The possible involvement of N–H... S hydrogen bonds in influencing the redox potentials of Fe–S proteins has been actively debated in the literature (56, 57). This study has determined the precise geometries of such bonds at high resolution in a neutron diffraction investigation. In addition, from the neutron study we could find no evidence that any of the four S atoms were protonated.

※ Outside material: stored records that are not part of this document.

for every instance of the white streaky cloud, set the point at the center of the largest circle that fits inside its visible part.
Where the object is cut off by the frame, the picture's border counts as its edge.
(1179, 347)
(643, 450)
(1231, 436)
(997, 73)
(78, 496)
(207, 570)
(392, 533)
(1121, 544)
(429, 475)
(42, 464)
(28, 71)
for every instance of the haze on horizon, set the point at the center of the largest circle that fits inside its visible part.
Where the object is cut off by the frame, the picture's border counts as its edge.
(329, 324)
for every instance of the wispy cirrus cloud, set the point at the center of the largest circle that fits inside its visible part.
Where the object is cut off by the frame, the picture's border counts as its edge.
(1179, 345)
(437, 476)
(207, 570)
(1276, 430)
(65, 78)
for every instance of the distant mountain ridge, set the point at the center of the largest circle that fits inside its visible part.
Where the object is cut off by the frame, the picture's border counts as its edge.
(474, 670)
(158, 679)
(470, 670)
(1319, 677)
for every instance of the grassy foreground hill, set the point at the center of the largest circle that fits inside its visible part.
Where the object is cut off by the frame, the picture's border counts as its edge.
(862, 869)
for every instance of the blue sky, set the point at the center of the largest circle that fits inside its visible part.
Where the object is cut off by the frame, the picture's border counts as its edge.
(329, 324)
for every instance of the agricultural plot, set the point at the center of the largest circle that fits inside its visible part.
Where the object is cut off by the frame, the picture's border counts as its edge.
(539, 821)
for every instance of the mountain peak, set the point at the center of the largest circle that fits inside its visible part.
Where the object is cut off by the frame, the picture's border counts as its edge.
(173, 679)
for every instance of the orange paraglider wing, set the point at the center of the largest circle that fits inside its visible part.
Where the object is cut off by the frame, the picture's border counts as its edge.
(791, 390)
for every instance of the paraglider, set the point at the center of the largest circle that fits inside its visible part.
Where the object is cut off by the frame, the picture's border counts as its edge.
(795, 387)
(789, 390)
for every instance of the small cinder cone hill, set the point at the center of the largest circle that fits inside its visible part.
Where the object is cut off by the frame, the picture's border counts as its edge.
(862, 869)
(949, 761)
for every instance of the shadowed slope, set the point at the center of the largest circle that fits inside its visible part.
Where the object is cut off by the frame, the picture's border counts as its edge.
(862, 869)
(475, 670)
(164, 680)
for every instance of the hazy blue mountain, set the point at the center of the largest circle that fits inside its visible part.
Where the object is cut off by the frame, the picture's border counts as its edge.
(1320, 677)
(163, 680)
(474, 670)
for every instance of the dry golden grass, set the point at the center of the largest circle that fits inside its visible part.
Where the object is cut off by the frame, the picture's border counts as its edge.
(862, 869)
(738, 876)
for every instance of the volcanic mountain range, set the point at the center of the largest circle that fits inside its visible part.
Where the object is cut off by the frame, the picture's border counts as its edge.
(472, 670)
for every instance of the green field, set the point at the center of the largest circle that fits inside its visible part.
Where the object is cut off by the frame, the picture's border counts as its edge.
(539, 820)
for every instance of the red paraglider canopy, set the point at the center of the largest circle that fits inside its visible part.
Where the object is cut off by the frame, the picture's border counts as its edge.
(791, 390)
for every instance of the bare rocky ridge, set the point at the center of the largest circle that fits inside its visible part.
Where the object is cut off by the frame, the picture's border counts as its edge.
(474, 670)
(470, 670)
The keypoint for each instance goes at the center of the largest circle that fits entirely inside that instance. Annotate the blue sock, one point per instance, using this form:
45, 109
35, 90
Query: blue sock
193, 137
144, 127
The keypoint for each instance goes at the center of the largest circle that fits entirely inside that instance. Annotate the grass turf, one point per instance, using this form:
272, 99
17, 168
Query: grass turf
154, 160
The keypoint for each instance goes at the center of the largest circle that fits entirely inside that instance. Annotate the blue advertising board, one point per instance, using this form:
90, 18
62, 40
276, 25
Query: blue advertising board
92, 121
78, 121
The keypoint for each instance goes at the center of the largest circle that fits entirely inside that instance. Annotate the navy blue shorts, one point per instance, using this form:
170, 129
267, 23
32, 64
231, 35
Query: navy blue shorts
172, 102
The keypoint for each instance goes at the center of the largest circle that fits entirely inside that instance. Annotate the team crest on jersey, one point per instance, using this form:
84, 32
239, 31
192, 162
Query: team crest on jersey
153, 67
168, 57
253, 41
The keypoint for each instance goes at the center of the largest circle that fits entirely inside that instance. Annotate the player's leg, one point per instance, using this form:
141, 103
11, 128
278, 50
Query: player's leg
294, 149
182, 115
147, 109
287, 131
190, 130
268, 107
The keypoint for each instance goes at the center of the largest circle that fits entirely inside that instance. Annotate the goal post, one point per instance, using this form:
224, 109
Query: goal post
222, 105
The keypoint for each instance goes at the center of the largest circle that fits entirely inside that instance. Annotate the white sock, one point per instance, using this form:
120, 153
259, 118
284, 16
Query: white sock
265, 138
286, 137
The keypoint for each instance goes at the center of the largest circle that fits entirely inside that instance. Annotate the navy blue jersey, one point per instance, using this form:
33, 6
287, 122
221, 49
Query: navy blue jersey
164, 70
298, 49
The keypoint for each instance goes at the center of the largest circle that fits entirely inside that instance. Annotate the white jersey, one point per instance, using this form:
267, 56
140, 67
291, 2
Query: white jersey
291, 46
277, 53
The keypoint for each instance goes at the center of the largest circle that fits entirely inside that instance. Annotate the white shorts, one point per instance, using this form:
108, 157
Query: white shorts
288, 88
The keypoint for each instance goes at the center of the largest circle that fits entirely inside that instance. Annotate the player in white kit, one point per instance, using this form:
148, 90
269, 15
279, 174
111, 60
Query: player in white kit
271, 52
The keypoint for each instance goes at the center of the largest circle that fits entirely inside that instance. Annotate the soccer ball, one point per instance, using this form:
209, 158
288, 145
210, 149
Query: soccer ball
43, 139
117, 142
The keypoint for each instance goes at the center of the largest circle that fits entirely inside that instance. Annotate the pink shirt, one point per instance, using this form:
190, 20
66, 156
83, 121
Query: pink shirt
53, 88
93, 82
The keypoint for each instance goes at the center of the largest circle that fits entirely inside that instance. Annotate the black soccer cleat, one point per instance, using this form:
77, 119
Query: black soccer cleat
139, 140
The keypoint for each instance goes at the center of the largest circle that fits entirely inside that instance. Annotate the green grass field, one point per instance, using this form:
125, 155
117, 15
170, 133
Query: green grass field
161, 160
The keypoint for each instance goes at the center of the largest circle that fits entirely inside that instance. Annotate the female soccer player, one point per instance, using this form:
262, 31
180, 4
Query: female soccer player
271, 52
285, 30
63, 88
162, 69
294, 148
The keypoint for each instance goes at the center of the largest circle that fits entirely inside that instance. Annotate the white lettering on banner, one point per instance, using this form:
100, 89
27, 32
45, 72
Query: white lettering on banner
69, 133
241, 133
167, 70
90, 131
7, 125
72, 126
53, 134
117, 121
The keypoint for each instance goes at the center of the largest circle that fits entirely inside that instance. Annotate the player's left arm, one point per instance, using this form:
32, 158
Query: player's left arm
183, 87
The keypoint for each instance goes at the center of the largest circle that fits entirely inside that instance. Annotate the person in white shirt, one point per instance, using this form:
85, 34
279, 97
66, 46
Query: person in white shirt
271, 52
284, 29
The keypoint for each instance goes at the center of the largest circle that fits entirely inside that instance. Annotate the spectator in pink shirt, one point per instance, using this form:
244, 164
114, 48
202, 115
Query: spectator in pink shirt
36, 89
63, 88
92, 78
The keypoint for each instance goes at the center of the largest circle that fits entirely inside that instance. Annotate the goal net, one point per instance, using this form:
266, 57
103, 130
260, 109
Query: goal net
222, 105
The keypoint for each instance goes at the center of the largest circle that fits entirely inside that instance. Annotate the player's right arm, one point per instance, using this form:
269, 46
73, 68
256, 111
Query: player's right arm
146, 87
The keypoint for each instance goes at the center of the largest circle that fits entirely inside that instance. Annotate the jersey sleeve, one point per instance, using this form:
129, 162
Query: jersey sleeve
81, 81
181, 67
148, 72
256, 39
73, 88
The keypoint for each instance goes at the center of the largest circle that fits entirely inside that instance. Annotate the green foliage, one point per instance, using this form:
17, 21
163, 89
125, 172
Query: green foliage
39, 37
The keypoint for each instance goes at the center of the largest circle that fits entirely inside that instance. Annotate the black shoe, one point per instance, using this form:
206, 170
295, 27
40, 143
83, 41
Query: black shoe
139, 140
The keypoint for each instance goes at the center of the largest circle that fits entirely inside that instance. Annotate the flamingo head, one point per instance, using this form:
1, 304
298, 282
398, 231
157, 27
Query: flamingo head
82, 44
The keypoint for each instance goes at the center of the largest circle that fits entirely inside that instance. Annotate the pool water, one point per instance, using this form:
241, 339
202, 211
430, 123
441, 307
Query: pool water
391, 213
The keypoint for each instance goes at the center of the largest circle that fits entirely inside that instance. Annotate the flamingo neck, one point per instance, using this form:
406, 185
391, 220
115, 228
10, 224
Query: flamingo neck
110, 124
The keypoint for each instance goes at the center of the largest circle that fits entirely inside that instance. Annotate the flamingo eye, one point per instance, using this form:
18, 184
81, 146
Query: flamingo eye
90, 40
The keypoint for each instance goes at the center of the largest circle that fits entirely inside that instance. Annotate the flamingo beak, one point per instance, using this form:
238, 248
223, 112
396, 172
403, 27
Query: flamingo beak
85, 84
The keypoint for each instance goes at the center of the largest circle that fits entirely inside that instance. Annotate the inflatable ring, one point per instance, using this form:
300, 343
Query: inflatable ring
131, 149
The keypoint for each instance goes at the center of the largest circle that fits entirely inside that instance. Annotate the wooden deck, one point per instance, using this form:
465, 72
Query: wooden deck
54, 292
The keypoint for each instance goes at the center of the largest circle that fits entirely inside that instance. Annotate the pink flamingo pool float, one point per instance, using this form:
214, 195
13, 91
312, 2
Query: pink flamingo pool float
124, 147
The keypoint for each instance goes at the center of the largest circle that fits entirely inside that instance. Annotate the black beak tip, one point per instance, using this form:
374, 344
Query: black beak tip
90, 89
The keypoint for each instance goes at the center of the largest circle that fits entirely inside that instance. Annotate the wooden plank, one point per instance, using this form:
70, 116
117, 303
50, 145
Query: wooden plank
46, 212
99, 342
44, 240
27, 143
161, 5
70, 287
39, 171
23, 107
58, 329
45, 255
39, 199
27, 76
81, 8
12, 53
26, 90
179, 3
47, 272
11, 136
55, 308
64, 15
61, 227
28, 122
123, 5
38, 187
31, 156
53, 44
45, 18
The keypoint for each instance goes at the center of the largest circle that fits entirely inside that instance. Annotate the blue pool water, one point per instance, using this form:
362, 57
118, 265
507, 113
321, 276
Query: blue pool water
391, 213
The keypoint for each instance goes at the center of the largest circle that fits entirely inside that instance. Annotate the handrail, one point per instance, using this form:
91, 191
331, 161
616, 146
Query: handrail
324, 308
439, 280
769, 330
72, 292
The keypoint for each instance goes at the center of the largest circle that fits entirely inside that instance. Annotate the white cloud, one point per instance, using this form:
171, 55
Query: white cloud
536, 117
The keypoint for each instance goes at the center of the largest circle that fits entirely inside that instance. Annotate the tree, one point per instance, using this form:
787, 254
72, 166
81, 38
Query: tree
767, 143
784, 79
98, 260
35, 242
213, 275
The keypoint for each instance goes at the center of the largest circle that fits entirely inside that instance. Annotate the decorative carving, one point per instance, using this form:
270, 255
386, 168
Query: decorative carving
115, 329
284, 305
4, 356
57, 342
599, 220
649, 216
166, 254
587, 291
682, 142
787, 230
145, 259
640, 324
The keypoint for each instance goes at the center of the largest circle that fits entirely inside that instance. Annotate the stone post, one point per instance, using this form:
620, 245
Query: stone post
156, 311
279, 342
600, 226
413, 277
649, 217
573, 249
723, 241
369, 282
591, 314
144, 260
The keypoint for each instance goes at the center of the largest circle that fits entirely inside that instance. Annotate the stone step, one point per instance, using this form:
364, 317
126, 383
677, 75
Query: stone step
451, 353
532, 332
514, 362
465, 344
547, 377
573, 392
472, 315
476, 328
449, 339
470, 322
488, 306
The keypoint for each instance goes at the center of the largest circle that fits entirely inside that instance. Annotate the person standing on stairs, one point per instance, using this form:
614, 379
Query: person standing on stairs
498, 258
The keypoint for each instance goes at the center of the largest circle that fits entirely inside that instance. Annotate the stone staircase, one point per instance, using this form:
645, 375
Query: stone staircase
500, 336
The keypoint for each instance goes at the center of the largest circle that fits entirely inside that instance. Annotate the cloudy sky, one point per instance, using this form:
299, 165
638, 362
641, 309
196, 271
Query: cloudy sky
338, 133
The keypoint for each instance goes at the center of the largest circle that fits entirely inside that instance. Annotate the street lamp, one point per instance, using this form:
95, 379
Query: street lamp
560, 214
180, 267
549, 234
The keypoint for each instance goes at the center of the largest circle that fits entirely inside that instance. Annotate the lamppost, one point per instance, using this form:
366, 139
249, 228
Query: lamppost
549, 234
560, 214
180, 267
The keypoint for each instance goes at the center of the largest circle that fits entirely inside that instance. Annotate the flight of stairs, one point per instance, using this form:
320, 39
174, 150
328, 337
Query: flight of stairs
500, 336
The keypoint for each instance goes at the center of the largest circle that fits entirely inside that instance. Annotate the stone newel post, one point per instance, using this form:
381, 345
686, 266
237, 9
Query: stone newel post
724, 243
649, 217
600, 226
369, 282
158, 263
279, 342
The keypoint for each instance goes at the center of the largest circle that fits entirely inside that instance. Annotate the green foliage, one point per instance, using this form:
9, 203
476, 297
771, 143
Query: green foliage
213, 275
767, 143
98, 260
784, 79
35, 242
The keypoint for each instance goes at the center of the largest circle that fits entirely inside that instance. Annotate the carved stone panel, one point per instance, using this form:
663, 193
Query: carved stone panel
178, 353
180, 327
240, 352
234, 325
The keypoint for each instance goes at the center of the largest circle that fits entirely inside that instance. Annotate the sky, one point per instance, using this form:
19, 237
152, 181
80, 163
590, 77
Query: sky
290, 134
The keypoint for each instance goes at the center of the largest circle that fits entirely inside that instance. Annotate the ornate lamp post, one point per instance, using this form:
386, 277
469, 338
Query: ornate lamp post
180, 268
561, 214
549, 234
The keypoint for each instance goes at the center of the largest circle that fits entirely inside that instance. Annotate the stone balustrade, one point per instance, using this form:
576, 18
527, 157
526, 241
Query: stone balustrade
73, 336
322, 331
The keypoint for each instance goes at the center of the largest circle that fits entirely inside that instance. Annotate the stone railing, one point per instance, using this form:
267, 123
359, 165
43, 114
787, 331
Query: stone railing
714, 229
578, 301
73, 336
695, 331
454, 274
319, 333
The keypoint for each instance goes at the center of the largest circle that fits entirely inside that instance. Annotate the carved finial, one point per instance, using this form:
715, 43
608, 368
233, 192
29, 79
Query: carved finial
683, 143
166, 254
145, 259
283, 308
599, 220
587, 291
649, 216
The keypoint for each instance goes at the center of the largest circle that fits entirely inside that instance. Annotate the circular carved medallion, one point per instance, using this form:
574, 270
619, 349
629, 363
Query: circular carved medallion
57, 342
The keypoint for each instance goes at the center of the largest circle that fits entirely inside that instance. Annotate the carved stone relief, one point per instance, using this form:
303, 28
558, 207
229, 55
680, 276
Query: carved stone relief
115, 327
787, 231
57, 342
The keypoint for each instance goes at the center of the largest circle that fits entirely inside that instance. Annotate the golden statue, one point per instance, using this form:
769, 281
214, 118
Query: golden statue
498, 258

N-Terminal Region/Thermostability of Pf Rd. Many structural investigations about the high thermostability of Pf Rd have been conducted by using NMR and crystallographic methods (40–44). By comparison with other rubredoxins from mesophilic species, in those studies it is often concluded that the interactions near the N-terminal residues of the protein contributes significantly to the rubredoxin hyperthermostability (40–42). This region (Fig. 5) contains a fairly extensive network of H bonds starting from (i) the backbone N–H bond of Phe-29 and the heterocyclic N–H bond of Trp 3, proceeding through (ii) the O(ε2) and O(ε1) carboxylate oxygens of Glu-14, to (iii) two of the D atoms of the terminal ND₃⁺ group, to (iv) the O–D atoms of a bridging D₂O molecule, and finally to (v) the O(δ1) atom of Asp-13. Almost all of the D atoms involved in this elaborate chain of H bonds can be found in Fig. 5, which again shows the remarkable level of detail that can be displayed in a high-resolution neutron Fourier map. It has been speculated that the presence of the Glu-14 residue, which is not present in mesophilic rubredoxins, may partially account for the high thermostability of Pf Rd by H bonding to (and thus “tying down”) the ND₃⁺ terminus (40). If this hypothesis is true, then Fig. 5 provides a clear and detailed picture of this region.

Fig. 5.

F_o – F_c omit map showing the “arc” of H bonds around the N-terminal region of WT rubredoxin. Contouring level is 3.0σ, and H bonds are shown as dotted lines. Note that the high resolution of this map allows all three D atoms of this group to be resolved.

Conclusion

From the neutron crystallography by using the single-crystal diffractometer BIX-3 at the JRR-3M reactor of the Japan Atomic Energy Research Institute, the high-resolution structure of WT Pf Rd was obtained, including most of the H/D positions. The actual information from these H/D positions gave additional details about the H bonding in the molecules. We have shown in this study that neutron diffraction is able to resolve some ambiguous assignments of H bonds from an earlier x-ray investigation and that the identification of H bond donors and acceptors has become possible in many cases. In addition, the details of the H-bonding interactions, especially in the N-terminal region (as well as those in the Fe–S₄ and backbone regions), have revealed additional information that could contribute to the hyperthermostability of this unusual and interesting protein.